OBC reservation: Supreme Court asks Madras HC to decide on all pending pleas for medical admissions
The judges said the Madras High Court decision should be given in time for admissions in the current academic year.
The Supreme Court on Monday asked the Madras High Court to decide on merits of all petitions pending before it that seek the implementation of 50% reservation for Other Backward Classes in the all-India quota seats for medical and dental courses in Tamil Nadu, PTI reported.
A bench, led by Justice L Nageswara Rao, said the High Court should decide the petition of the state government and others irrespective of the pendency of another case before the Supreme Court. “All the contention raised in petitions should be decided by the High Court,” it said.
The Tamil Nadu government had challenged the Centre’s decision not to grant 50% quota to OBCs in the seats surrendered by the state to the all-India quota in undergraduate, postgraduate and diploma medical and dental courses for the academic year 2020-’21.
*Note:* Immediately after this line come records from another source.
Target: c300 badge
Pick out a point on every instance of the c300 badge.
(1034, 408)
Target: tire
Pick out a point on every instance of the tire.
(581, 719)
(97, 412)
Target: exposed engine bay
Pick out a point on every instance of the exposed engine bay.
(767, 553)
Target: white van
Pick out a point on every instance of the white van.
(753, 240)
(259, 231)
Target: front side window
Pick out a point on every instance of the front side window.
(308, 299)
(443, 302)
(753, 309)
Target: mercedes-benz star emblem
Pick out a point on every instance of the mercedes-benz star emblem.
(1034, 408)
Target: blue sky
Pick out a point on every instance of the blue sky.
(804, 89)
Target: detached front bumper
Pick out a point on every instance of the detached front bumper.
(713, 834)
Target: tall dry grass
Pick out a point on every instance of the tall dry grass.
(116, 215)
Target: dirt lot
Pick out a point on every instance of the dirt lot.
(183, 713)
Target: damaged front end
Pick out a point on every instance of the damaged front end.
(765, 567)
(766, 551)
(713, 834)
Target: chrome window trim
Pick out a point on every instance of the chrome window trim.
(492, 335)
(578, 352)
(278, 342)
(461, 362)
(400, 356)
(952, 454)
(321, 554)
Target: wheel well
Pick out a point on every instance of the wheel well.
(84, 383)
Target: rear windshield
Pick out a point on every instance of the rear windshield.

“Direct the High Court to expeditiously hear and dispose of the writ petitions,” the state government said in its petition before the top court. “The High Court has failed to appreciate that the respondents are stalling adjudication of the issue. The High Court has been misled by the respondent’s contentions and has unjustifiably kept the petitioner’s writ petition in abeyance till this court issues orders in an ostensibly identical matter.”
The Centre had urged the High Court to keep the Tamil Nadu case in limbo until the top court decided the Saloni Kumari versus Director General of Health Services matter. However, Rao ruled that the Saloni Kumari case pending with it regarding the grant of 27% OBC quota in terms of a Central Act could not impede the Madras High Court from deciding on the question of reserving 50% quota for OBCs in Tamil Nadu on the basis of a state law, according to The Hindu.
Senior advocate P Wilson, appearing for one of the petitioners, submitted that the Saloni Kumari case, pending before Supreme Court since 2015, cannot prevent the Madras High Court from hearing the batch of cases concerning OBC quota in Tamil Nadu. The bench, also comprised of Justice Hemant Gupta, agreed with the arguments made by Wilson.
The judges said the Madras High Court decision should be given in time for admissions in the current academic year. There should not be any further delay, they added.
Dravida Munnetra Kazhagam, All India Anna Dravida Munnetra Kazhagam and Pattali Makkal Katchi had moved the High Court after the Supreme Court, on June 11, refused to entertain their petitions.